Çanakkale Onsekiz Mart Üniversitesi Siyasal Bilgiler Fakültesi, Uluslararası İlişkiler Bölümü Öğretim Üyesi Dr. Ufuk Necat Taşçı, ABD Başkanı Donald Trump’ın politikalarının geçmişten gelen izlerini ve dünya siyaseti için olası sonuçlarını AA Analiz için kaleme aldı.

Amerika Birleşik Devletleri’nde (ABD) Donald Trump’ın ikinci kez başkan olarak seçilmesiyle beraber dünyada birçok dengenin değişeceğini, hatta halihazırda değişmeye başladığını görmek zor değil. İkinci Dünya Savaşı sonrasında ortaya çıkan ve Sovyetler Birliği’nin çöküşüne kadar devam eden tarihsel süreci ve sonrasını tekrar ele almanın gerektiği bir gelecek şimdiden etkilerini hissettirmeye başladı.

Trump’ın özellikle seçim kampanyasında ve başkan seçildiği günden itibaren kullandığı söylemler ve uygulamalar, her ne kadar kendisinin diplomatik nezaketten uzak üslubu ve olağandışı ilişki biçiminin gölgesinde kalsa da ABD’nin Trump liderliğinde yapmaya çalıştıklarının tamamen irrasyonel olmadığını da gösteriyor.
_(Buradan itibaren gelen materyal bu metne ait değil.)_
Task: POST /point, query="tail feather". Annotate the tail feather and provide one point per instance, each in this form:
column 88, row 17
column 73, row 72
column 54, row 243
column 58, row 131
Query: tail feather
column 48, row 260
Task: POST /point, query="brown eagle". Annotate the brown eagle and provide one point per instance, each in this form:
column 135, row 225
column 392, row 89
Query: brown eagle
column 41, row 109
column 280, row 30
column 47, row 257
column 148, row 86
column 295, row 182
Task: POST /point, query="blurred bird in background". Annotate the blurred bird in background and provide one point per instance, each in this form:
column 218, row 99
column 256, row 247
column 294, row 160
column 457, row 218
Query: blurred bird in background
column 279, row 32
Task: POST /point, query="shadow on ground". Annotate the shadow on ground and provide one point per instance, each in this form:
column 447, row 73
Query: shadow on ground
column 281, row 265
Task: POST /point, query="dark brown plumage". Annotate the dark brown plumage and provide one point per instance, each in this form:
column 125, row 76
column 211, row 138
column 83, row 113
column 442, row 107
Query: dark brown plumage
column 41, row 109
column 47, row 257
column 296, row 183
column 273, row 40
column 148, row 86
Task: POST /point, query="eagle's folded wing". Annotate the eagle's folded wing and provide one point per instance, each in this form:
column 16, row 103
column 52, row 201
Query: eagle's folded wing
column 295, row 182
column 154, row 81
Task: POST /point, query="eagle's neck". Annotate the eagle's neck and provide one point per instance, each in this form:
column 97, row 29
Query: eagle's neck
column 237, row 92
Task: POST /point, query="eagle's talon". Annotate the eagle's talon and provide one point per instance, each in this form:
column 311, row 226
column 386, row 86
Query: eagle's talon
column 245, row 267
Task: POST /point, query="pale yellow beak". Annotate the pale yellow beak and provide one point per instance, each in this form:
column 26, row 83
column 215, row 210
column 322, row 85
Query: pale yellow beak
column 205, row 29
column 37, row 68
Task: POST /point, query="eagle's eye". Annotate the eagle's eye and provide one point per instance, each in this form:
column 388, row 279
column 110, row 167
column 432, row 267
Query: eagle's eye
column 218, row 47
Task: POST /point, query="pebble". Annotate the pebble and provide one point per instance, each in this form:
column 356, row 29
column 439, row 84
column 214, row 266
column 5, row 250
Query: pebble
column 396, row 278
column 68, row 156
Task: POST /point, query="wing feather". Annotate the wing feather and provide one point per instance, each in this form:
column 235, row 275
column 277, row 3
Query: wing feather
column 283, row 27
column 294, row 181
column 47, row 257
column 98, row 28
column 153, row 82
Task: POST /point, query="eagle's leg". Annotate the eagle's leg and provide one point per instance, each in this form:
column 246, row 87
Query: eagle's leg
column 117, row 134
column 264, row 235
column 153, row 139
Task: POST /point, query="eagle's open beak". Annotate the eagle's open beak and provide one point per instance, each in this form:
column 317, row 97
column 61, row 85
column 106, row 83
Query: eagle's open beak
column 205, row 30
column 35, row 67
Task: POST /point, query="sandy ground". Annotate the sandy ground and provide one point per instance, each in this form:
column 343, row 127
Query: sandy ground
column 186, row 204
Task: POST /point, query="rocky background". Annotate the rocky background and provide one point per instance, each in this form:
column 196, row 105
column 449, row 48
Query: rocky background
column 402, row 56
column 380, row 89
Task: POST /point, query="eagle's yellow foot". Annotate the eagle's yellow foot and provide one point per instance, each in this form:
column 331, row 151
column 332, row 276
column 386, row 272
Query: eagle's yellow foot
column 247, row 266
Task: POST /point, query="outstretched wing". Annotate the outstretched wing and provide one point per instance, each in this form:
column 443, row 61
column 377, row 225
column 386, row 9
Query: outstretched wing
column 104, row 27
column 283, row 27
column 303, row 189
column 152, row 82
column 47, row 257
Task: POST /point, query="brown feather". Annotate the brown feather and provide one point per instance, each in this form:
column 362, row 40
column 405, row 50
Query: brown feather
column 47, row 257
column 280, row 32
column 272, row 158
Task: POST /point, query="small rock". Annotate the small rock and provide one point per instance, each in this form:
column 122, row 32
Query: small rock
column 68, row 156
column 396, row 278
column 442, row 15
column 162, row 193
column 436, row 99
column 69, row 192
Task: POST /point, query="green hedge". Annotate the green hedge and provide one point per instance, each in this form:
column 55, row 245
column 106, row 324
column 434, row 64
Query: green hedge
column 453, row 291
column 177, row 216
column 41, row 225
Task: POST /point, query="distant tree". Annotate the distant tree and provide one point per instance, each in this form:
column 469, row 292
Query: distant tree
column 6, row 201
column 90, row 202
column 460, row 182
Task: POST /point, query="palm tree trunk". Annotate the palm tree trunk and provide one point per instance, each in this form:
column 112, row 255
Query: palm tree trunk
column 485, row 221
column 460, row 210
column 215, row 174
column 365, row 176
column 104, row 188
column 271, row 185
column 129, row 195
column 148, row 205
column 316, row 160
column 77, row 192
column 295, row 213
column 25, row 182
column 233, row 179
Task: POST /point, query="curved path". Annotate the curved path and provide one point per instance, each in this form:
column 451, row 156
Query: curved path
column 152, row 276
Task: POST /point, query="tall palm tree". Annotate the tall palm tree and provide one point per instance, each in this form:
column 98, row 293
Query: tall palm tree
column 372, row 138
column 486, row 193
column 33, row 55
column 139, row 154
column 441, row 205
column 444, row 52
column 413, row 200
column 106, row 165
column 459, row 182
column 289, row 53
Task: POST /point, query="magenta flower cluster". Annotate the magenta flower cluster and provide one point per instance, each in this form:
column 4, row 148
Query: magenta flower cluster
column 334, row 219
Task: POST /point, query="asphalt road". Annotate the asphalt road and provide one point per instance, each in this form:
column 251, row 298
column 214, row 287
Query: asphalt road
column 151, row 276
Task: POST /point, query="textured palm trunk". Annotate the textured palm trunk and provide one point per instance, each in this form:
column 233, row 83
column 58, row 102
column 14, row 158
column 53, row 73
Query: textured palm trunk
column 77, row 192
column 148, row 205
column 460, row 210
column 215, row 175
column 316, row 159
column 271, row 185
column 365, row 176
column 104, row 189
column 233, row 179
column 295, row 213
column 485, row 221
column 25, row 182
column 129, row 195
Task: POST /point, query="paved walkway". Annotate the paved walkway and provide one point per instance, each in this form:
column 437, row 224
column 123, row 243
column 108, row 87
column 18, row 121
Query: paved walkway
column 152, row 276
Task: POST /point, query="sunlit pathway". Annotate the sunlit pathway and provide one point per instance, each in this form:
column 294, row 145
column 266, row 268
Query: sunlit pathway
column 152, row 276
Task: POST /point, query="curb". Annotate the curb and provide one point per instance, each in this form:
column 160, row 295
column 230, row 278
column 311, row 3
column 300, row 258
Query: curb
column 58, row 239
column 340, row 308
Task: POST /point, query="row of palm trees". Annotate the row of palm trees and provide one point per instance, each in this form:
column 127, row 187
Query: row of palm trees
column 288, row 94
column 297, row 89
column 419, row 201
Hatta daha önce benzer hamleleri yapan, devlet içerisindeki “derin” yapılanmalara meydan okuyan, ABD’yi Amerikalılar yönetmeli diyen birçok başkan acı bedeller ödedi.

Bu benzerlik ve nüansları tam anlamıyla çözümlemek, günümüzün metodolojik farklılıklarına ve Trump’ın üslubuna takılmadan bunu yapmaya çalışmak ziyadesiyle önem arz ediyor. Trump’ı bir iyilik meleği veya kurtarıcı olarak göstermek mümkün olmadığı gibi, bugün yaşanan sorunları salt güncel problemler olarak ele almak da oldukça yanıltıcı olacaktır. ABD’nin, Trump’ın neredeyse tüm açıklamalarında çözeceğim diyerek bahsettiği neredeyse 60 yıldır rahatsız olduğu sorunları var. Bu sorunlar ABD açısından aslında sandığımızın çok da ötesinde çalkantılı bir sürecin başladığını bize gösteriyor olabilir.

  • Tarih tekerrür edecek mi?

Bu bağlamda, eski ABD Başkanı John F. Kennedy’nin Dimona’daki İsrail nükleer tesisi konusundaki endişelerini anlamak ve uğradığı suikastın Trump tarafından neden seçim kampanyasının ilk gününden beri kullanıldığına kafa yormak önem arz ediyor. Benzer şekilde, gümrük tarifeleri uygulayan ve “uluslararası sistemin vampir ve kan emicilerinden” dert yanan eski Başkan Richard Nixon ile Trump’ın bugünkü retoriği ve uygulamaları arasında dikkat çekici paralellikler mevcut. Tarih her zaman lineer bir düzlemde ilerleyen olaylardan mütevellit olmamıştır ve her zaman aynı pratik uygulamalar farklı konjonktürlerde benzer sonuçlar üretmez. Ancak farklı zaman dilimlerindeki benzer söylemlerin ve politikaların geçmişe ve bugüne dair anlatmaya çalıştığı hususlar vardır.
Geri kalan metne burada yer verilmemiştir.